The FASTQ sequence format stores biological sequences, along with sequencing quality values for each element in each sequence. Unfortunately, different sources encode the quality values in different ways. The different encodings are sparsely documented, and telling them apart is confusing, especially because many files are techincally valid in multiple encodings. However, in practice it is generally possible to make a good guess as to which encoding was used based on the observed range of ASCII character. The purpose of this module is to do this guessing for you. It should get the answer right as long as the question isn't too hard.
fastqident is distributed as a standard Python package. You can download the tarball here: https://github.com/DarwinAwardWinner/fastqident/tarball/master
Simply install it your normal Python package installer. Probably pip
or easy_install
or setup.py. Something like this:
wget -O fastqident.tar.gz https://github.com/DarwinAwardWinner/fastqident/tarball/master
pip install fastqident.tar.gz
This package includes a script by the same name that takes a list of fastq files on the command line and tries to identify the encoding of each. Usage:
$ fastqident read1.fastq read2.fastq
{'read1.fastq': 'illumina', 'read2.fastq': 'illumina'}
Import the constructor:
from fastqident import FastqQualityIdentifier
Create an identifier with default values:
id_default = FastqQualityIdentifier()
Create an identifier with custom options:
id_custom = FastqQualityIdentifier(max_quality=50, nnuc=5000, start=50, skip=50)
The identifier class supplies three methods: detect_encoding
,
detect_encoding_safe
, and detect_encodings
. Here is some example
code using them:
# Identify a single fastq file (returns a string)
filename = "read1.fastq"
file_encoding = id_default.detect_encoding(filename)
print "%s has quality encoding %s" % (filename, file_encodings)
# Identify a list of files (returns a dict)
filenames = ("read1.fastq", "read2.fastq", "read3.fastq")
file_encodings = id_custom.detect_encodings(filenames)
for fname, fenc in file_encodings:
print "%s has quality encoding %s" % (fname, fenc)
Note that if you just want the default settings, you can also import those same three methods as module-level functions:
from fastqident import detect_encoding, detect_encoding_safe, detect_encodings
filename = "read1.fastq"
file_encoding = detect_encoding(filename)
print "%s has quality encoding %s" % (filename, file_encodings)
There are at least three different versions of "Illumina" fastq files
that differ only slightly. I believe they are too similar to reliably
distinguish based purely on the range of ASCII characters present in
the quality strings, so this module makes no attempt to do so.
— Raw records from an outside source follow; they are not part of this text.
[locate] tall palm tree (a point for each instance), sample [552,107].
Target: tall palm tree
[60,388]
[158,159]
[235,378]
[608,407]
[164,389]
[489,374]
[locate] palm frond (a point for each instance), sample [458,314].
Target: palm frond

It
simply returns 'illumina'
, without trying to be any more specific
than that..
fastqident assumes that the sequences near the start of the file will
provide a reasonable sample of the range of quality values in the
whole file. If this assumption fails, then fastqident may fail to
correctly identify things. You can increase -n
, -i
, and -s
from
their default values to take a larger sample across a greater fraction
of the fastq file, at the cost of taking longer.
Examples of misidentified files are welcome.